Acordar cedo, fazer exame de sangue e urina, ver a taxa de colesterol a quantas anda. A glicose só pode estar baixa, a vida tem andado azeda. Arrumar os currículos. No plural mesmo. Um de trabalho, outro de amor. Por que, quando se quer começar uma relação, parece que o passado todo tem que ser investigado? O que você gosta de comer? Você prefere cinema ou DVD? Quantos anos ficou casado? Só perguntas. E muitas incertezas.
Por outro lado, o futuro está ali, na sua frente, como uma folha branca cheia de possibilidades, mas, por mais que eu me esforce, não consigo imaginar que “posso ser tudo o que quiser”. Penso é que posso ser o que ainda sobrar pra mim. Imagino-me alimentando-me de sobras e restos. Alguém não quis aquele cara? Dá pra mim, então. Aquele emprego já não lhe serve mais? Eu pego. Por que essa sensação de que tenho que dar graças a Deus por ainda ter umas sobrinhas para mim? Por que essa impressão sufocante de que se eu não correr não terei mais opções? O tempo vai ter passado e eu não terei mais nenhuma sobra para me agarrar?
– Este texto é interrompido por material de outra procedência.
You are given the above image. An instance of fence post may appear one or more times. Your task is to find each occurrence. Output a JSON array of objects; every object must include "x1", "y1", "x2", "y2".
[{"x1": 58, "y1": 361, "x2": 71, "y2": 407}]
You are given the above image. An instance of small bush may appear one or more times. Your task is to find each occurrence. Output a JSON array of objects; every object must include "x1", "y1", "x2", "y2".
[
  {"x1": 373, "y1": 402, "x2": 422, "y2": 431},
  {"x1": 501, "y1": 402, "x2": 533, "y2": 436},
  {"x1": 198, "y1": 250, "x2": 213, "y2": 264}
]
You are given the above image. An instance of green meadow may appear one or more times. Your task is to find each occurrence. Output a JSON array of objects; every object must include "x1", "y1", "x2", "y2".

Não. Não quero viver de sobras. Porque o tempo passou e eu estou inteira. Não mereço as sobras de ninguém. A partir de hoje só me apego a inteiros. Começo do zero. Como uma folha branca e uma caneta ainda hesitante, mas que vai rabiscar suas primeiras palavras sim, e, depois, comemorar, com um belo de um ponto final. De parágrafo. Para então começar tudo de novo mais uma vez, numa nova linha. Novo parágrafo, nova página em branco. E tenho dito.